Sorry you're not feeling well. Why not forget yourself and go help someone. It's no use waiting for a new drug or a glass of Chardonnay to make things better. Maybe if you think about it you can help someone by continuing with your blog. However you help someone it's bound to lift your spirits. I've never met anyone who was depressed while helping others.
Hugs and kisses

annegb said...

You have now. Perhaps I never introduced myself properly LOL.

Actually I know a lot of exhausted depressed women who do nothing but take care of their husband and kids and family and friends, so I guess I don't agree with you.

Although I never thought of blogging as being helpful. It seems kind of self indulgent and narcissistic to me. That I do it anyway.

I think I'm just very tired. I was going to take this week off from my grandchild but there's been a babysitting crisis, so I have Rowan today. She's a precious little stinker.

I really didn't mean to sound so down, I'm more tired and considering a break from blogging and was hoping to ease into it without a big announcement.

I was just thinking of CS Lewis quote about the helpful woman: "you could tell the people she was helping by the haunted look in their faces."

I'm so tired I'm punch drunk. Not wine, though :)

Anonymous said...

Punch drunk lol! I get that way on little sleep too. It sounds like you do need a good rest. Nothing wrong with that. :)

Anonymous said...

I did want to briefly address the comment that anonymous made about never meeting an unhappy person who served others. Service is great and it does help with one's outlook as you can readily find people who have trials that you do not think you could handle.

Depression is real. And those things that usually bring a measure of happiness do not fully lift someone out of that state if they are clincially depressed. I am not saying you should not try to do everything you can including exercise, rest, eating right, and the standard Sunday School answers. We just need to remember that there are people who do all those things and have periods of sadness or even apathy.

And peaks and valleys are normal for all people even those who are not clincally depressed. The difference is often the duration and also the severity.

I can say things like.. I was depressed and almost insane and still got an A in every class so everyone should be able to do that. Yet, I have only been me and that is how I cope with insanity and depression. Other people cope in other ways. In addition, there may come a day when I am so depressed or mentally ill that I will be bed ridden or completely out of my mind.

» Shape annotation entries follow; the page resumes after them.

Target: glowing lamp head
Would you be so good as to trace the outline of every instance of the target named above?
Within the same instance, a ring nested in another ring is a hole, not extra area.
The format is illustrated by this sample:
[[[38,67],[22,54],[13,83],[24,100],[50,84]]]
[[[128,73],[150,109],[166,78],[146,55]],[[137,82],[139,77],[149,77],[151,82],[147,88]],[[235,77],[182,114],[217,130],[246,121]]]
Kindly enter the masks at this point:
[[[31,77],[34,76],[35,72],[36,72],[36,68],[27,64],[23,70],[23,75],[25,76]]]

I hope that day does not come. Knowing it could, is somewhat scary. And I hate how I must humbly acknowlege how others being kind to me including many Priesthood leaders has allowed me to function at the level that I do to do. I have pride and don't like to be beholden to anybody. I don't know where I would be if I were not met with kindness at almost every turn a long the way. Even those that have said things that I did always receive well were so well-meaning.

Lisa M. said...

Hey wild woman, I am coming to CC next weekend for h20 polo tourny,

wanna do lunch!

annegb said...

Lisa, Yes!! That would be so great. Are you going to break my heart like you did last time? I'm fragile, you know LOL.

I honestly didn't intend to sound so deeply depressed, although perhaps I am. Not a big deal, really.

E-Mail me, I lost your phone number. gardnera@netutah.com

Anonymous said...

I'm shy right now about being a guest blogger. Annegb, we need to hear from you when you get a chance.